Changes in CFO leadership typically don’t improve sentiment during a growth era when financial discipline is being constantly monitored. The company is not anticipated to achieve free cash flow profitability until at least 2027, according to Seeking Alpha analysts, and stock-based compensation was 47.7% of revenue. The P/S multiple, which is about sixteen times forward revenue, is significantly higher than the sector median, which is less than three times.

Observing the pattern here gives the impression that SoundHound is caught between two distinct investor groups that are speaking over one another. Growth investors perceive a company that is truly succeeding in a significant niche when they look at the sales trajectory, which nearly doubled in a year, with $1.2 billion in backlog and guidance pointing to another 50+ percent year. Value and quality investors perceive a company spending significantly more than it makes to maintain that growth when they evaluate the cash burn, stock compensation, CFO departure, and a stock selling at more than 16 times projected revenue. They are both considering the same business. They are coming to rather different conclusions.

SOUN Stock
SOUN Stock

There is true competition in the speech AI sector. With voice and conversational AI capabilities, OpenAI, Google, Amazon, and Apple are all moving forward. Rather than creating general-purpose consumer assistants, SoundHound makes the legitimate claim that it develops specialized, customized, privacy-focused speech AI for particular businesses. No single customer accounts for more than 10% of the total revenue, indicating a diverse clientele that is not too reliant on any one transaction succeeding.

The industries where it has advanced the most, the automobile and restaurant sectors, both need extremely dependable, low-latency voice processing, which general-purpose cloud assistants don’t always provide. For twenty years, SoundHound has been developing that particular capacity. When negotiating with Honda or a major restaurant chain, that counts for something.

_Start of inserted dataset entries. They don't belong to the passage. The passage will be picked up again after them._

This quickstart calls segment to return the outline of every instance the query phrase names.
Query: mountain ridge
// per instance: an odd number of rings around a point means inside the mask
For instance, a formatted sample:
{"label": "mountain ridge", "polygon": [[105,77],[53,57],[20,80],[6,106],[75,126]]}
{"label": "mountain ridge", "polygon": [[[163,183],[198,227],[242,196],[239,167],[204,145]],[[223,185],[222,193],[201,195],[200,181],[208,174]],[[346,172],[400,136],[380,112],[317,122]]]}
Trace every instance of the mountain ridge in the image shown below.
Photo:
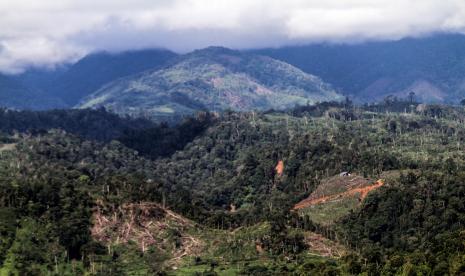
{"label": "mountain ridge", "polygon": [[77,107],[159,117],[206,109],[285,109],[341,99],[329,84],[282,61],[209,47],[176,57],[162,69],[110,82]]}

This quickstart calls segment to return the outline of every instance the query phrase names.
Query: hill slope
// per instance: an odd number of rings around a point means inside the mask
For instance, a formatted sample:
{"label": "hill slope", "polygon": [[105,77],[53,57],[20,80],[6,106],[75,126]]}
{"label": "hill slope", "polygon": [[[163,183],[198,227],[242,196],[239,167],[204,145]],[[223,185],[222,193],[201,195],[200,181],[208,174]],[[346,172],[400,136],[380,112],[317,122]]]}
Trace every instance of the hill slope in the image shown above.
{"label": "hill slope", "polygon": [[465,96],[465,36],[436,35],[355,45],[317,44],[254,53],[288,62],[354,97],[380,101],[415,92],[424,102],[459,102]]}
{"label": "hill slope", "polygon": [[15,79],[25,87],[40,90],[43,95],[62,101],[62,105],[53,107],[71,107],[107,82],[147,69],[161,68],[174,57],[175,53],[159,49],[100,52],[54,71],[31,69]]}
{"label": "hill slope", "polygon": [[210,47],[164,69],[111,82],[78,106],[160,118],[204,109],[283,109],[341,98],[318,77],[284,62]]}
{"label": "hill slope", "polygon": [[29,88],[14,77],[0,74],[0,107],[40,110],[59,106],[63,106],[59,99]]}

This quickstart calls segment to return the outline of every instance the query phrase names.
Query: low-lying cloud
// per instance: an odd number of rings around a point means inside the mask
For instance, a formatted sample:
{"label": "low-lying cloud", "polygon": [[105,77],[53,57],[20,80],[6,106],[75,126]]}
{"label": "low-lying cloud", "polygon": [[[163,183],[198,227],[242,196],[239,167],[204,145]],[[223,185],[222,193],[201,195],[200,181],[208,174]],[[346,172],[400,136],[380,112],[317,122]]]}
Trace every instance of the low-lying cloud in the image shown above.
{"label": "low-lying cloud", "polygon": [[0,0],[0,72],[99,50],[276,47],[464,32],[463,0]]}

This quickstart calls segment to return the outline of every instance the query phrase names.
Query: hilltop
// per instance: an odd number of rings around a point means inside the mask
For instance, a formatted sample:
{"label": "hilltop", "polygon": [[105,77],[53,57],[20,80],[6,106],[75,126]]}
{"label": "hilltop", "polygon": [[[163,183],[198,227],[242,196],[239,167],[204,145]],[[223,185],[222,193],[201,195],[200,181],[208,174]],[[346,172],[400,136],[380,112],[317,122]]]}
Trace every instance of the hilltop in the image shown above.
{"label": "hilltop", "polygon": [[210,47],[180,56],[160,70],[106,84],[78,107],[167,118],[198,110],[285,109],[341,99],[318,77],[284,62]]}

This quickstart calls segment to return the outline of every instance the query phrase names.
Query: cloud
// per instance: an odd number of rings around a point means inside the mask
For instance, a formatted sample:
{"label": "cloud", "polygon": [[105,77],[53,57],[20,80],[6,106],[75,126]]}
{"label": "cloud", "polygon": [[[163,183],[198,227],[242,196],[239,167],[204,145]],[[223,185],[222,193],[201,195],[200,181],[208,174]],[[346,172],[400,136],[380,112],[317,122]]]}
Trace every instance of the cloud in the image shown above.
{"label": "cloud", "polygon": [[464,32],[463,0],[0,0],[0,71],[98,50],[185,52]]}

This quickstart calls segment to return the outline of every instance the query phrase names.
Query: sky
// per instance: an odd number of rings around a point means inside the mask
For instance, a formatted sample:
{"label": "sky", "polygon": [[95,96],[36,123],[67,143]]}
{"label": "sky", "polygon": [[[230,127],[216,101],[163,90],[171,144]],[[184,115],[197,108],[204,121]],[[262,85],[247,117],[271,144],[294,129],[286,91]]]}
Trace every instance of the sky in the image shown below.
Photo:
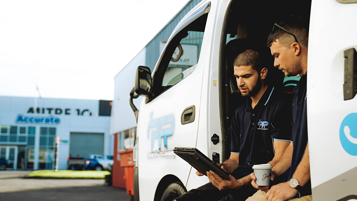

Whether the stock at $6.75 represents a true value at a multi-year low or a warning that the growth costs are too high to justify is still up for debate. With $248 million in cash and no debt at the end of 2025, the company has a genuine runway. Bengaluru, India’s new innovation hub increases engineering capability. If the 2026 guidance is fulfilled, it would signify yet another year of robust top-line growth. The next year or two will determine if SoundHound can eventually turn that expansion into something akin to sustainable profitability—without issuing so many shares that early investors see their positions decimated.